Vorwärts Kamenz
- Full name: Armee-Sportgemeinde Vorwärts Kamenz
- Founded: 1960
- Dissolved: 1986
- Ground: Stadion der Jugend
- Capacity: 16,000
| Home colours | Away colours |

= Vorwärts Kamenz =

East German football club

ASG Vorwärts Kamenz was an East German association football club from the city of Kamenz, Saxony.

Following World War II, Germany was occupied by the victorious Allies and a separate state – the German Democratic Republic (German: Deutsche Demokratische Republik, DDR; commonly in English, East Germany) – emerged in the Soviet-held eastern part of the country.

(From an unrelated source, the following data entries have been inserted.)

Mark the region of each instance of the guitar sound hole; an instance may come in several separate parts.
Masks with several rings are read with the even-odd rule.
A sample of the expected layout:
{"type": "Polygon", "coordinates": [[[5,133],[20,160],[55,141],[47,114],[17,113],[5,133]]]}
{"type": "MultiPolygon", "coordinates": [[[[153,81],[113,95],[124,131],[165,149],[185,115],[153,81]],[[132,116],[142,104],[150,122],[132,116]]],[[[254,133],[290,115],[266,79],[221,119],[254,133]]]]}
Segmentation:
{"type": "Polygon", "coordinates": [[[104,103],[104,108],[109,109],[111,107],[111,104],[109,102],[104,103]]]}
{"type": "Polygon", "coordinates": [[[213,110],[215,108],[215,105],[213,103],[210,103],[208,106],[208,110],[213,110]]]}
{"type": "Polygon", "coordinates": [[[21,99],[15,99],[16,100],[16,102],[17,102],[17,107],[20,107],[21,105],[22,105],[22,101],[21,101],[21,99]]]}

The formation of an independent East German football competition soon followed. The name Vorwärts was used in East Germany by those clubs associated with the armed forces, paramilitary organizations, and police.

==History==
Vorwärts Kamenz was established in 1960 and played lower-tier football early in its existence. In 1974, the first team side of Vorwärts Cottbus was transferred to Kamenz and the club became a fourth division side in the Bezirksliga Dresden. They enjoyed success in local cup play over the next several seasons, capturing the Dresden Cup in 1976, 1978, and 1979.

The improvement of the team propelled them into the second division DDR-Liga in 1979, where they finished in second place in their debut campaign. They remained part of the DDR-Liga until they were sent down to the third division DDR-Bezirksliga following a 10th-place finish in 1984. They were dropped again to the fourth division in 1985 after ending at 15th place. The club folded in 1986.

Vorwärts was a frequent participant in FDGB-Pokal (East German Cup) play (1975, 1977, 1979–84), but never advanced out of the preliminary rounds.